Im Puppenheim
Wie viele Zwangsehen wurden aus Staatsräson geschlossen? Die von Lucia und Arturo hält bekanntlich nur eine Nacht und endet blutig. In Lübeck erlebt ein gebanntes Publikum diesen Schluss bei Donizettis «Lucia di Lammermoor» so, als hätte der Aktionskünstler Hermann Nitsch Pate gestanden. Dessen Erwähnung versteht sich hier nicht im Sinne von Publikumsprovokationen, sondern einer ins Psychologische, Gesellschaftskritische gehenden Schonungslosigkeit der Darstellung.

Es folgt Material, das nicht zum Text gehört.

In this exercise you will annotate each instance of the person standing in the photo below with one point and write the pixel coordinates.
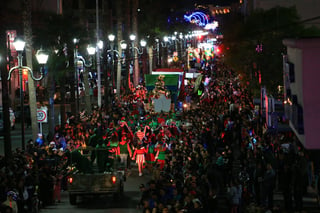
(268, 186)
(125, 150)
(161, 153)
(11, 201)
(139, 156)
(235, 193)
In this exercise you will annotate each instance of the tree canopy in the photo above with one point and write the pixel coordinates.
(255, 43)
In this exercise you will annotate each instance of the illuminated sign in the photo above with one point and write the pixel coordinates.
(199, 18)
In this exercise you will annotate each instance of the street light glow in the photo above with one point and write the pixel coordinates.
(91, 50)
(123, 45)
(100, 44)
(132, 37)
(111, 37)
(143, 43)
(19, 44)
(42, 57)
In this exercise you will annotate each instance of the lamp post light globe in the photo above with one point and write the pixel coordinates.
(132, 37)
(91, 50)
(100, 45)
(111, 37)
(19, 44)
(123, 45)
(42, 58)
(143, 43)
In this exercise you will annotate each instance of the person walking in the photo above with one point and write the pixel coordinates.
(268, 186)
(11, 201)
(139, 156)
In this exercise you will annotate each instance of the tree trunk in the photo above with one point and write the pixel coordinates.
(63, 100)
(32, 92)
(5, 101)
(86, 90)
(119, 37)
(136, 74)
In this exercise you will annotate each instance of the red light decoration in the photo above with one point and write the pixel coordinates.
(114, 179)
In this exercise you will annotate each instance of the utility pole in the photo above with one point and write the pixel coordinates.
(98, 54)
(136, 74)
(119, 37)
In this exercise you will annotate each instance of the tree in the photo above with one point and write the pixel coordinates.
(29, 48)
(255, 43)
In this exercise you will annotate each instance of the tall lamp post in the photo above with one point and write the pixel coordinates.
(111, 38)
(42, 59)
(123, 46)
(135, 59)
(91, 51)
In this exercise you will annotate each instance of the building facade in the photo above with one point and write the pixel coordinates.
(301, 87)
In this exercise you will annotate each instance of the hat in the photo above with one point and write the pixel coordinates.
(141, 186)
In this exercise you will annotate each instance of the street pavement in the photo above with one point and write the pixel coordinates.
(105, 204)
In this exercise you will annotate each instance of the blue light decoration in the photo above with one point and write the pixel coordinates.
(198, 18)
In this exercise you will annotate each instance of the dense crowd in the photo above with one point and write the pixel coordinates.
(213, 152)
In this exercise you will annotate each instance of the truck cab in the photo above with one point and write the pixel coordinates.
(94, 171)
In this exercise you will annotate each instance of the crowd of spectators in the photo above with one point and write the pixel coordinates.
(212, 157)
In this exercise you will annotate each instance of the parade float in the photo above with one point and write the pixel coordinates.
(163, 87)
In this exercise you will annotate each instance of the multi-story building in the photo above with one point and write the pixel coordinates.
(301, 83)
(308, 10)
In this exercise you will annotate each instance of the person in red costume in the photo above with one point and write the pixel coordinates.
(161, 153)
(125, 150)
(139, 155)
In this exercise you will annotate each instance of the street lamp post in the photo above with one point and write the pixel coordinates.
(112, 51)
(135, 59)
(91, 51)
(42, 59)
(111, 38)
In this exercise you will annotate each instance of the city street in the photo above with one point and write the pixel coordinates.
(106, 204)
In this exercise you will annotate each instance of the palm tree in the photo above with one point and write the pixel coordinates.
(26, 18)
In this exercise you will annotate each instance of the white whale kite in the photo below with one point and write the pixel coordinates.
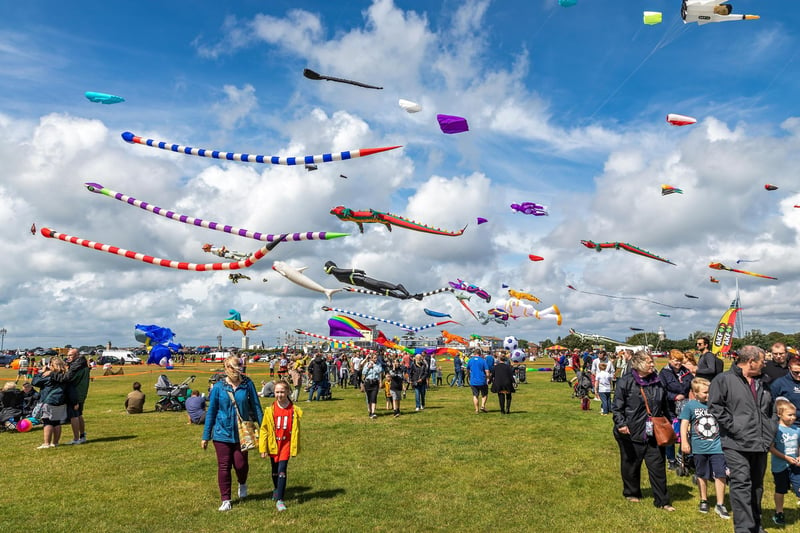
(167, 263)
(253, 158)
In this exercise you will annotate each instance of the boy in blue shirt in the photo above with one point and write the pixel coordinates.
(700, 437)
(785, 462)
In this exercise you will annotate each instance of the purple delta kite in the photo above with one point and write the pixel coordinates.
(452, 124)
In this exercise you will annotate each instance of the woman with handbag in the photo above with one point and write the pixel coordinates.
(640, 405)
(232, 404)
(279, 438)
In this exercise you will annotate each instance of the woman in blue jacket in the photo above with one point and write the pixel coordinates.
(222, 427)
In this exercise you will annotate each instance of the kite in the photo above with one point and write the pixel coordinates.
(452, 124)
(680, 120)
(103, 98)
(310, 74)
(342, 326)
(669, 189)
(705, 11)
(250, 158)
(461, 285)
(624, 246)
(450, 337)
(723, 336)
(594, 337)
(652, 18)
(265, 237)
(530, 208)
(387, 219)
(167, 263)
(354, 276)
(415, 329)
(409, 106)
(295, 275)
(523, 296)
(720, 266)
(236, 277)
(348, 344)
(517, 309)
(628, 298)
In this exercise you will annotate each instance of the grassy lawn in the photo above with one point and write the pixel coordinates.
(547, 467)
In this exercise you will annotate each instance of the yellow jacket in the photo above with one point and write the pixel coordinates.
(266, 437)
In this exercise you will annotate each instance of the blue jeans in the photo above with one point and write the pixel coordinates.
(419, 394)
(605, 402)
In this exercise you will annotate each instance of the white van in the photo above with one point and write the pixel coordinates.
(120, 357)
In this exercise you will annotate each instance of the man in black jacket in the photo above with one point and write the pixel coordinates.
(742, 406)
(318, 372)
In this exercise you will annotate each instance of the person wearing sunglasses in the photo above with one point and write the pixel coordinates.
(708, 364)
(788, 386)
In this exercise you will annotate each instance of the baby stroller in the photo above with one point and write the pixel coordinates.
(172, 397)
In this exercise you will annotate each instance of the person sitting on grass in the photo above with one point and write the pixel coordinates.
(700, 437)
(134, 403)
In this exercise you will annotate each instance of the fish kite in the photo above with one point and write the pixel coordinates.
(409, 106)
(387, 219)
(669, 189)
(530, 208)
(264, 237)
(167, 263)
(103, 98)
(720, 266)
(452, 124)
(680, 120)
(705, 11)
(627, 298)
(414, 329)
(310, 74)
(599, 246)
(252, 158)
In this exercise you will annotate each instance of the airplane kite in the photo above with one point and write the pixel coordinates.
(705, 11)
(310, 74)
(627, 298)
(680, 120)
(387, 219)
(103, 98)
(530, 208)
(599, 246)
(720, 266)
(452, 124)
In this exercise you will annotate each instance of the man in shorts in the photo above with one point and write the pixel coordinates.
(478, 380)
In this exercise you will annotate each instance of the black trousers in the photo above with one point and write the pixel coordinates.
(631, 455)
(747, 471)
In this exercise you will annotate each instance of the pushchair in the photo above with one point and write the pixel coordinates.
(172, 397)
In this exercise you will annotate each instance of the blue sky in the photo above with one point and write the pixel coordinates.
(566, 108)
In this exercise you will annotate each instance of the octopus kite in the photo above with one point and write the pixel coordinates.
(387, 219)
(599, 246)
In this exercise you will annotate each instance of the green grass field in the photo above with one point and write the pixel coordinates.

Regisseurin Anna Drescher erzählt die Geschichte eines Liebesverrats aus dem Blickwinkel einer bloßgestellten Weiblichkeit, an der sich die Männer glotzend aufgeilen. Düsternis prägt die Produktion und damit auch die Bühne sowie die meisten Kostüme von Tatjana Ivschina; die Handlung spielt auf schwarzen Stufen und zwischen den grauen Stämmen eines Herbstwaldes. Vor der nachtschwarzen Gleichförmigkeit des Chors (Leitung: Jan-Michael Krüger), der an eine satanische Gothic-Gruppe mit Hospitalismus-Symptomen erinnert, heben sich die feuerroten Kleider von Lucia (erschütternd verkörpert von Sophia Theodorides) und Alisa (Delia Bacher) ab. Das cremefarbene Damast-Brautgewand harmoniert auf den ersten Blick mit der Sunnyboy-Gar ...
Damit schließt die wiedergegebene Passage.